Some of them never answer the question and instead go to unrelated tangents, being outraged about the idea of "subscription based" games, and companies being able to remove your right to play a game. Rather than, you know, answering the question.
Others give completely incorrect answers. They seem to think that, for example, if they have purchased the game on a disc, that they now "own" the game. Not that they own the disc, but the game itself. When they are explained that just because they own the physical material object doesn't mean that the material contained within is now their own personal private property, usually copious amounts of arguing and handwaving follows.
A good majority of the answers are strongly related to personal feelings of how things "should be", what rights the users "should have", according to the personal subjective opinions of the person.
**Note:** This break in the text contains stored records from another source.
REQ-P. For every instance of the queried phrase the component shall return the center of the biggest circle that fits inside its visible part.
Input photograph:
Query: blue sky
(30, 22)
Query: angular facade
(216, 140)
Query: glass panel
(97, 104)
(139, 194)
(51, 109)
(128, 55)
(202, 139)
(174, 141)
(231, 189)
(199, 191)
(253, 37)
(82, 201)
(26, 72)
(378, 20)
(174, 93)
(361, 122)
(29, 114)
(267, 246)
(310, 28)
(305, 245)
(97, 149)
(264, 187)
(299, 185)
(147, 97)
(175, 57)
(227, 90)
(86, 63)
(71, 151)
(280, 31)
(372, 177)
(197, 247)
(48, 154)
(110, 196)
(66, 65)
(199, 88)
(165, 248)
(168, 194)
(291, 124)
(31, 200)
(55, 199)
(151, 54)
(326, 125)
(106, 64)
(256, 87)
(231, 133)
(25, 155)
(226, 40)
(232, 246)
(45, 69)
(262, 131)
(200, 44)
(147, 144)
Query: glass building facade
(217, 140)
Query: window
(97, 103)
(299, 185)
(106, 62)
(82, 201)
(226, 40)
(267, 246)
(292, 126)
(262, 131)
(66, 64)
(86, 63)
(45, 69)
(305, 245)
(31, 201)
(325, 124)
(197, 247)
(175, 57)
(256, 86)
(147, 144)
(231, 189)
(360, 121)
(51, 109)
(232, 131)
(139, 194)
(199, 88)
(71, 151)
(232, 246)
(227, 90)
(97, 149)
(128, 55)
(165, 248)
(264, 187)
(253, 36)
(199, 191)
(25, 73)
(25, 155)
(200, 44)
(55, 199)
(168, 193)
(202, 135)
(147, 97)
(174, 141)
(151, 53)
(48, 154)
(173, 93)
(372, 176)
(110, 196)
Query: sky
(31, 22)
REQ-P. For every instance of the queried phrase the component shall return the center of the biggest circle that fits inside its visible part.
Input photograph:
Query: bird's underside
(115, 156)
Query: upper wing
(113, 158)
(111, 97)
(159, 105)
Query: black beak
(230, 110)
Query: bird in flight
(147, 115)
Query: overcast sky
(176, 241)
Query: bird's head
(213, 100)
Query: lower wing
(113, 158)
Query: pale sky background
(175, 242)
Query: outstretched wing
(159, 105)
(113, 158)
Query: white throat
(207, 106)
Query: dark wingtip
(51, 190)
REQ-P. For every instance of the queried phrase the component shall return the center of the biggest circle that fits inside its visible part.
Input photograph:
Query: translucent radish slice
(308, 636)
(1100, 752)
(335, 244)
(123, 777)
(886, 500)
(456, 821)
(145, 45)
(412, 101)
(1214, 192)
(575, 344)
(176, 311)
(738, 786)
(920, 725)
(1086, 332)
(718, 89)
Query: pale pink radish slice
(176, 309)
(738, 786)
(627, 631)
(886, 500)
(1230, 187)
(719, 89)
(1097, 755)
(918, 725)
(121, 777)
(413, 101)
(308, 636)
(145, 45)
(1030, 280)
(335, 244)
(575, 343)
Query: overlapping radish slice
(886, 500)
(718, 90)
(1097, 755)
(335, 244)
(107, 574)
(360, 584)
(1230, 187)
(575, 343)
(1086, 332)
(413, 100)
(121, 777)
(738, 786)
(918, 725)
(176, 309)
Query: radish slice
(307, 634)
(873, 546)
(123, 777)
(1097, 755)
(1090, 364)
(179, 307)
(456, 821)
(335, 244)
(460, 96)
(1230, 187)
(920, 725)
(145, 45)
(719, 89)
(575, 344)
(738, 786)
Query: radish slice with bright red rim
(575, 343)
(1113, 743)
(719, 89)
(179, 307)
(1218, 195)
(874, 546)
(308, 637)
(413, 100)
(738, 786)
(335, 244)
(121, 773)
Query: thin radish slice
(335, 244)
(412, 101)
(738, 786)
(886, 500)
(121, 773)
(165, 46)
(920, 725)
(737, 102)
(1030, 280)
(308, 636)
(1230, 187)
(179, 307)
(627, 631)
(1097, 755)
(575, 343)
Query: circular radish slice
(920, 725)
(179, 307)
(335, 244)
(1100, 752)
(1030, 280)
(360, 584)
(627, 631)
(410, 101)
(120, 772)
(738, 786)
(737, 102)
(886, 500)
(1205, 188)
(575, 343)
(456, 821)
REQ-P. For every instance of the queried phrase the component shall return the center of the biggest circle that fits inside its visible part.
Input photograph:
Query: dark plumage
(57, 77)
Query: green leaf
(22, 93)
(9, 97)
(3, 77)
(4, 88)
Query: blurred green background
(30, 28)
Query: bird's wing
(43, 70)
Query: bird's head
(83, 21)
Rather than, you know, what the law actually says.
In almost 100% of cases the responses are on eventually become very agitated and angry, as if this were a very touchy subject. In most cases it seems to stem from the fact that people just can't explain properly what "owning a game" means exactly, in their view, and when the flaws and misconceptions in their (often very poor and shaky) definitions are pointed out, they get angry.
That fact is: Even though you "buy" a video game, you don't own it. It's not your video game now, it's not your private personal property for you to do whatever you want with it. The data that the game consists of is still fully the property of the company that owns the legal right to it (usually the game's publisher). Ownership of this data is not somehow transferred to you when you purchase a copy of the game.
"Owning a video game", in any other sense that the legal rights that a person or a company has to their own creation, is a rather nonsensical concept. You don't "own" the game. You can't "own" the game in any legal sense. It's not your personal property. It's still the property of the company (or sometimes individual person) who created or published it.
When you purchase a game (or any other piece of software), what you are essentially doing is purchasing a legally-binding usage license that gives you the right to use that software (with limits). This is very well defined and enforced by law in most countries.
It could be loosely compared to renting an apartment: It's "your" apartment in a loose sense (in that it's legally assigned to you personally, and nobody else, sometimes not even the owner, can just trespass it), but you still don't "own" the apartment. It's not your personal property. You have simply agreed to a contract where you pay the owner money for the right to use the apartment (and this is a contract enforceable by law).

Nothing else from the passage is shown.